Par conséquent, il importe peu que le plaignant ait correctement qualifié les faits qu’il dénonce dans sa plainte avec constitution de partie civile. Le magistrat instructeur devra, en tout état de cause, rechercher si les faits dont il est saisi sont susceptibles de recevoir une quelconque qualification pénale. Ce n’est en effet pas le rôle du plaignant de qualifier pénalement les faits dont il se dit victime.

Par conséquent, lorsque le juge d’instruction rend une ordonnance de refus d’informer au motif de l’absence de qualification pénale applicable aux faits dénoncés, il doit préalablement s’être assuré d’avoir envisagé toutes les qualifications pénales. Partant, il lui est impossible de prendre une telle ordonnance à la suite d’un simple examen abstrait de la plainte. Il doit mettre en œuvre des mesures d’investigations pour vérifier si les faits dénoncés sont ou non infractionnels, avant même d’instruire leur caractérisation. En ce sens, la chambre criminelle avait cassé l’arrêt d’une chambre de l’instruction qui avait confirmé l’ordonnance de refus d’informer rendue par un juge d’instruction sur la plainte déposée, des chefs d’arrestation, séquestration illégale, détention arbitraire, abstention volontaire de mettre fin à une détention arbitraire, par des ressortissants français détenus sur la base de Guantanamo en décidant, par le seul examen abstrait de la plainte, sans rechercher, par une information préalable, si l’arrestation et les conditions de détention des plaignants, qu’elle devait analyser au regard, notamment, de la troisième Convention de Genève du 12 août 1949 et du Pacte international relatif aux droits civils et politiques du 19 décembre 1966, n’entraient pas dans les prévisions de l’article 224-1 du code pénal (Crim. 4 janv. 2005, n° 03-84.652 P, D. 2005. 523, et les obs. ; ibid. 1521, obs. G. Roujou de Boubée, M.-H. Gozzi, S. Mirabail et M. Segonds ; AJ pénal 2005. 158, obs. G. Roussel ; RSC 2005. 297, obs. G. Vermelle ).
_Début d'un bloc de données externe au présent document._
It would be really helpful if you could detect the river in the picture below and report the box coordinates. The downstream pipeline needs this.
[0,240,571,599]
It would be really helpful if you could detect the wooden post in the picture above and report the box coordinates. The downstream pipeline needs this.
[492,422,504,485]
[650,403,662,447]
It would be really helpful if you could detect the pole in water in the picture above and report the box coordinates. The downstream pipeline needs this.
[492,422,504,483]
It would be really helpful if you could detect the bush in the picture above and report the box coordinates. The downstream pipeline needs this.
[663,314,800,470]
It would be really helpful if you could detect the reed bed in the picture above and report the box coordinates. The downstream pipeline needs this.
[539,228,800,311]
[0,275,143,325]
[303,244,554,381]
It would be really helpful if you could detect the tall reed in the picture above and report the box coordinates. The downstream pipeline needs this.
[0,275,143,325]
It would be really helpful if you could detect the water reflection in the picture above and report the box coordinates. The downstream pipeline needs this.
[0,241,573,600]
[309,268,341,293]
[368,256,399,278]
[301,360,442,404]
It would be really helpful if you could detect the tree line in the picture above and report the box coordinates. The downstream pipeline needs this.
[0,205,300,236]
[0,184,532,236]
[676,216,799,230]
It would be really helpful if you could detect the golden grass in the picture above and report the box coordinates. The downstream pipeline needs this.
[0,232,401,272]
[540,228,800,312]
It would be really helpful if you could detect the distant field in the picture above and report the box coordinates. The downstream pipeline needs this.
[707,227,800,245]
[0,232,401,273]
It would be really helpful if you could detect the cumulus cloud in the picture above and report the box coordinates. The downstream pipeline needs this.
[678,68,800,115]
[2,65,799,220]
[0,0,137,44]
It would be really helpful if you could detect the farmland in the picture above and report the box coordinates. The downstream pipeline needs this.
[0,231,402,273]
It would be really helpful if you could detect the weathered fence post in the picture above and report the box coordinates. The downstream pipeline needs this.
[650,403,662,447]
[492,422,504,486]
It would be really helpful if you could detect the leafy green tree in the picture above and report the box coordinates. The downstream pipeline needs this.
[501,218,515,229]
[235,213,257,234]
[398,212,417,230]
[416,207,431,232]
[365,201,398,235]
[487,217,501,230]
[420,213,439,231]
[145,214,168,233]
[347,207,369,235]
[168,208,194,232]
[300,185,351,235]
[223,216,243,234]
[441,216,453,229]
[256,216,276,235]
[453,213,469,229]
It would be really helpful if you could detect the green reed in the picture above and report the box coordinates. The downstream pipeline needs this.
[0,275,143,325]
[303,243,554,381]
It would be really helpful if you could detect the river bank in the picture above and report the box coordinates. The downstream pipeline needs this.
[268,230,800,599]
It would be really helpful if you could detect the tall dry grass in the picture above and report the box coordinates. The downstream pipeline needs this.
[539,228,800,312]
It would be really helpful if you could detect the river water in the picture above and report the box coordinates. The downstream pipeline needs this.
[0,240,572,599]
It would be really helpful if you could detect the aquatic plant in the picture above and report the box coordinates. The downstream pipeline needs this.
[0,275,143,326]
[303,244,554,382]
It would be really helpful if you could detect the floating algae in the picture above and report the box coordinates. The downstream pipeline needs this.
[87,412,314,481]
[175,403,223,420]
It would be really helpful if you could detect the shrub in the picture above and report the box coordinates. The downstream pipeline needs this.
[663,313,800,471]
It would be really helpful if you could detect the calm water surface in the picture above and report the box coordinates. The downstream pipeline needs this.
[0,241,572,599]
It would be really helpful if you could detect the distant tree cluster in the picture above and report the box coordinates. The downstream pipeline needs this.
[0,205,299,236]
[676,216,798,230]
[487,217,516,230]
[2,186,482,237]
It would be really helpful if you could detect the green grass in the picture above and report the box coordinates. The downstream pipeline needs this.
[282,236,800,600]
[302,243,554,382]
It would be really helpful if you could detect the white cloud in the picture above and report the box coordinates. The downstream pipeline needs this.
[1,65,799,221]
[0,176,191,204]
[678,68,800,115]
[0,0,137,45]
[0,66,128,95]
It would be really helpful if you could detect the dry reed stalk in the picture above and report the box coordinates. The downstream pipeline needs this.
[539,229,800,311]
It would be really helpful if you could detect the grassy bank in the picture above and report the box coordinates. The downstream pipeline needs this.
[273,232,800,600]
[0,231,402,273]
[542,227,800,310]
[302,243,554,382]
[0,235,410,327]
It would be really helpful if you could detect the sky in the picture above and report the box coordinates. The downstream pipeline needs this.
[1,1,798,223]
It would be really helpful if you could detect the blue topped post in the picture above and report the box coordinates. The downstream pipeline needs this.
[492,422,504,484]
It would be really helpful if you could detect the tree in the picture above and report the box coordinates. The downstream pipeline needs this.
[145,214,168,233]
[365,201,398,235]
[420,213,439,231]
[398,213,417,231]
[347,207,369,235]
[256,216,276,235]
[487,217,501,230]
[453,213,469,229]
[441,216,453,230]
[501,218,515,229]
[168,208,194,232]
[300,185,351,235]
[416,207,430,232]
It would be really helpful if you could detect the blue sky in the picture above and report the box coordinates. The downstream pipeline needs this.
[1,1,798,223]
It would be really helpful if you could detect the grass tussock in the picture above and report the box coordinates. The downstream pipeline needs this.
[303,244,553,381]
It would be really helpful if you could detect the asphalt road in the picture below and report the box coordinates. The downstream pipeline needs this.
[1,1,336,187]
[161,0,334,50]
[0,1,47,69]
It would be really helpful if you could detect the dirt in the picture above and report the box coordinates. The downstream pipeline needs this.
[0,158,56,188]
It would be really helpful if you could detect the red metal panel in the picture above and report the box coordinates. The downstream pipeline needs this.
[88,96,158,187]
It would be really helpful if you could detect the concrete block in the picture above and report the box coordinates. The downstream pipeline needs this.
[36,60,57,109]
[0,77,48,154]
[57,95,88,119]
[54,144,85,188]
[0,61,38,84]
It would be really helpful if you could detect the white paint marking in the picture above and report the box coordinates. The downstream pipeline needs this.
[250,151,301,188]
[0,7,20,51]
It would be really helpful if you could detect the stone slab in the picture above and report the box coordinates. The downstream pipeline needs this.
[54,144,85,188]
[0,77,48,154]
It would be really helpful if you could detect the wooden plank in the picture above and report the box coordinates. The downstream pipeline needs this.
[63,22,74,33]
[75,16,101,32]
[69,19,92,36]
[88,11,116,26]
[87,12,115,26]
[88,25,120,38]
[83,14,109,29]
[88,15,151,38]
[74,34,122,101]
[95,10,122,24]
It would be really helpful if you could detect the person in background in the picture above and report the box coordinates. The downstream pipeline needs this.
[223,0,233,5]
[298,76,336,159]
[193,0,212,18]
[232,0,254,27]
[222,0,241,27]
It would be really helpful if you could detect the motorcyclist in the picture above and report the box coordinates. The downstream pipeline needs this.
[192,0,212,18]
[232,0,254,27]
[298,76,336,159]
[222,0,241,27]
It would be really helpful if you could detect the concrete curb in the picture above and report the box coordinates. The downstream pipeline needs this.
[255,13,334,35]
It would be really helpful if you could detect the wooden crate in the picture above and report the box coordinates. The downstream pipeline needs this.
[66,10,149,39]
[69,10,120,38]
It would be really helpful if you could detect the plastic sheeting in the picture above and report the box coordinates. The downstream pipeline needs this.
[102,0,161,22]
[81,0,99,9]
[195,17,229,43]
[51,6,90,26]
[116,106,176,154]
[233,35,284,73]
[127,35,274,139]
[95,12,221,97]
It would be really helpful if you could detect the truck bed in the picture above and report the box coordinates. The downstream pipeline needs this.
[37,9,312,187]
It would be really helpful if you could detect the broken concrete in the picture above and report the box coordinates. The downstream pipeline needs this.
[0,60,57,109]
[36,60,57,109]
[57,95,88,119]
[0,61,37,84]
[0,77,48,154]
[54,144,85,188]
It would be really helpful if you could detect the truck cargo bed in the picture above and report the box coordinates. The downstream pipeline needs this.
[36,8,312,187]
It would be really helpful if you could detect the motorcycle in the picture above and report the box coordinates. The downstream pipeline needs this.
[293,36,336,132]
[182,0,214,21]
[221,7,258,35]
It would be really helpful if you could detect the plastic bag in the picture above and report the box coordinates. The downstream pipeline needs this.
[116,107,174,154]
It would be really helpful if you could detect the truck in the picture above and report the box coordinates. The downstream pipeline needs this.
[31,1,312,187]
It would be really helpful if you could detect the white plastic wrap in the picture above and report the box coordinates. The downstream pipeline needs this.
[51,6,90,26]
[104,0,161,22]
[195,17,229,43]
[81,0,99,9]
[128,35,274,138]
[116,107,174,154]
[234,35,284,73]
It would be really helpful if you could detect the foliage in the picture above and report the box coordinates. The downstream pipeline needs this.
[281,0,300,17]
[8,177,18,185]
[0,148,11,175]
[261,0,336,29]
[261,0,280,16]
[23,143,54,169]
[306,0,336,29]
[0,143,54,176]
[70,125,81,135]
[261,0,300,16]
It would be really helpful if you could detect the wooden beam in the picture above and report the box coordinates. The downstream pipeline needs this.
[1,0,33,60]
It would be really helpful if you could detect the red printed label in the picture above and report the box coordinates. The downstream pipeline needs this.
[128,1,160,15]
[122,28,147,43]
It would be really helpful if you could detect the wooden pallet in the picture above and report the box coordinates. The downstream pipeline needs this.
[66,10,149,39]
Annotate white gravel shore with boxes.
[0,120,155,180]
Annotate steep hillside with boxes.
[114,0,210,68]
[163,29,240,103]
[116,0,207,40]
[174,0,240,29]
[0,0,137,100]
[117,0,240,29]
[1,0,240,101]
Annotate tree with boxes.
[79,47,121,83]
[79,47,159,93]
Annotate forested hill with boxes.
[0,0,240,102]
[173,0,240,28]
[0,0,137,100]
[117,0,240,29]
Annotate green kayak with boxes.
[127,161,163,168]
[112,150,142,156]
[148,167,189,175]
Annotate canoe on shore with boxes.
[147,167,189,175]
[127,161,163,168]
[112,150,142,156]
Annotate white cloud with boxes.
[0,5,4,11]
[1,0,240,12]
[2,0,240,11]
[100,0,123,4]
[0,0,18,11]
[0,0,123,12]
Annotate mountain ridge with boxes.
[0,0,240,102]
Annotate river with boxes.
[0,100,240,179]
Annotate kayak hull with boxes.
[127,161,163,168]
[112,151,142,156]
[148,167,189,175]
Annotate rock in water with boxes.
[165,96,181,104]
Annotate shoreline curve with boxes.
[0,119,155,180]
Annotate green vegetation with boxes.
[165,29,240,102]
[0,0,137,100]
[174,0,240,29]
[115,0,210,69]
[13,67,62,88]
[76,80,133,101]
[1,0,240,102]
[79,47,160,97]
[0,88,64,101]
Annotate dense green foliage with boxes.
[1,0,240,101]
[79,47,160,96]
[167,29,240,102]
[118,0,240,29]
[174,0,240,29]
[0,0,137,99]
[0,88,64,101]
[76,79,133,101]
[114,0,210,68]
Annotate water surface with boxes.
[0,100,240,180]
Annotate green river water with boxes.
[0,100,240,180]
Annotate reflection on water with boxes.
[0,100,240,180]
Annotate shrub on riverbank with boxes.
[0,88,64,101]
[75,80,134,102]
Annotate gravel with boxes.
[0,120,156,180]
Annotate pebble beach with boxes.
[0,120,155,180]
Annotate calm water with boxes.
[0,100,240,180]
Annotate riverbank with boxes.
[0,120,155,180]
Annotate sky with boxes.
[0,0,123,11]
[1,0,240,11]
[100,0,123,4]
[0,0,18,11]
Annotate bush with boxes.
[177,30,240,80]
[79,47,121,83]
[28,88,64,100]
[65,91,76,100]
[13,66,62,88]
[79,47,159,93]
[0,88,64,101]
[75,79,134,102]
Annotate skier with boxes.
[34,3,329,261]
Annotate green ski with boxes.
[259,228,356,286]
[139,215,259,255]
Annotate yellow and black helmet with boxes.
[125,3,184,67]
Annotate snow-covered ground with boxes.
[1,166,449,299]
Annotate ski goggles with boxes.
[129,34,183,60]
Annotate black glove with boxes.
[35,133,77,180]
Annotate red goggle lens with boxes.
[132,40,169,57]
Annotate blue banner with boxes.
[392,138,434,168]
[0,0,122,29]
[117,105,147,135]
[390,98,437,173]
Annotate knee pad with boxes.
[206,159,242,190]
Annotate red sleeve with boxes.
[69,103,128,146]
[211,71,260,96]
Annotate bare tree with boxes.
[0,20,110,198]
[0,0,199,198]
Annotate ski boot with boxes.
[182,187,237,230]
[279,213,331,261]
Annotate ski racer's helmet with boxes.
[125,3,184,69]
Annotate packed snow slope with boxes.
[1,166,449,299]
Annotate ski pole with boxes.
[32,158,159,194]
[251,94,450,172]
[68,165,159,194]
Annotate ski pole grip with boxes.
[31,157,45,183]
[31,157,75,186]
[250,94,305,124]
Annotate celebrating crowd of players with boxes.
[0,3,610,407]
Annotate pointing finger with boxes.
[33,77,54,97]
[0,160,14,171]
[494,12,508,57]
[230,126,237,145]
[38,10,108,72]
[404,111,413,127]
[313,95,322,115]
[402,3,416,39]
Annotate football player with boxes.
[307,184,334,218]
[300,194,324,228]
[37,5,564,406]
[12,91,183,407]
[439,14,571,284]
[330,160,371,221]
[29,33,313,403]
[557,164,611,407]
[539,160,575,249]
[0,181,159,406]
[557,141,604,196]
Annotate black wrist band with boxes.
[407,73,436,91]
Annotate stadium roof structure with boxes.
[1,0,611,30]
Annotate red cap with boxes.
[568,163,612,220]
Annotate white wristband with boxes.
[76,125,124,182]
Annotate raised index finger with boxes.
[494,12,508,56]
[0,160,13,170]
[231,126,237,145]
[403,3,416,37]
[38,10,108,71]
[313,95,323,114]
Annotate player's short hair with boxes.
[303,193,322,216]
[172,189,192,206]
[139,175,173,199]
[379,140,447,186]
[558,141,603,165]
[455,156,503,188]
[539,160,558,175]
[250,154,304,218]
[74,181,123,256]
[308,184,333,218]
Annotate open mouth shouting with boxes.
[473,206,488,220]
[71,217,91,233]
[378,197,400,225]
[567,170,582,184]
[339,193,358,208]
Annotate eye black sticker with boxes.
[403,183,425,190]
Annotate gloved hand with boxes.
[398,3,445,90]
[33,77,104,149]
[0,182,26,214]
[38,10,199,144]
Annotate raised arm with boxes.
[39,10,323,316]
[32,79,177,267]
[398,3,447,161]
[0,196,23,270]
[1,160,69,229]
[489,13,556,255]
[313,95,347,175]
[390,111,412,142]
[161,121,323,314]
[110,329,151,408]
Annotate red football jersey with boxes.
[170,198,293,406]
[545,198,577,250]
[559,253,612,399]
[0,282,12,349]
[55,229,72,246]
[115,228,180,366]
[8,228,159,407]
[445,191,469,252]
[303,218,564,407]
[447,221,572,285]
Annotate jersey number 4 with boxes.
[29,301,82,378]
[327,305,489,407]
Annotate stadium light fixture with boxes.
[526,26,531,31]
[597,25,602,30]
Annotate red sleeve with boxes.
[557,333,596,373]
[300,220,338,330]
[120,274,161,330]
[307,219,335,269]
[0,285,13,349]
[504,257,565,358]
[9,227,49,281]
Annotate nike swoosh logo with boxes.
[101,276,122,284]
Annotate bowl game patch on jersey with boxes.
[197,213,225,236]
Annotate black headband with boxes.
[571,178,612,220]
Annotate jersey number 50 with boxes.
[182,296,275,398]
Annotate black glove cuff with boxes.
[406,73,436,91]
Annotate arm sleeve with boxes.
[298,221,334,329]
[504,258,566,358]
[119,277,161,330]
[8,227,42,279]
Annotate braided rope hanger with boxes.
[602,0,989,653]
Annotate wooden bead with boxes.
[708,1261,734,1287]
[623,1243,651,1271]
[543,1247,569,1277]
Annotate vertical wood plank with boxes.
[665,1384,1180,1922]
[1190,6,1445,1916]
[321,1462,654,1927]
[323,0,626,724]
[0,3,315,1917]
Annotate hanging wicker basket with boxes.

S’agissant des infractions en cause dans l’arrêt commenté, la chambre criminelle tire les conséquences de son attendu de principe sur la délimitation de leurs champs matériels respectifs à l’office du magistrat instructeur – et de la chambre de l’instruction saisie d’un appel d’une ordonnance de refus d’informer. Elle juge qu’il appartenait au magistrat instructeur saisi des faits dénoncés par le plaignant de rechercher, par une information préalable, si les données personnelles en cause avaient fait l’objet d’un traitement automatisé, de sorte que les deux infractions étaient applicables, ou d’un traitement manuel, relevant du seul article 226-22 du code pénal. L’ordonnance de refus d’informer prise préalablement à ces vérifications était irrégulière et l’arrêt de la chambre de l’instruction la confirmant, dépourvu de motifs.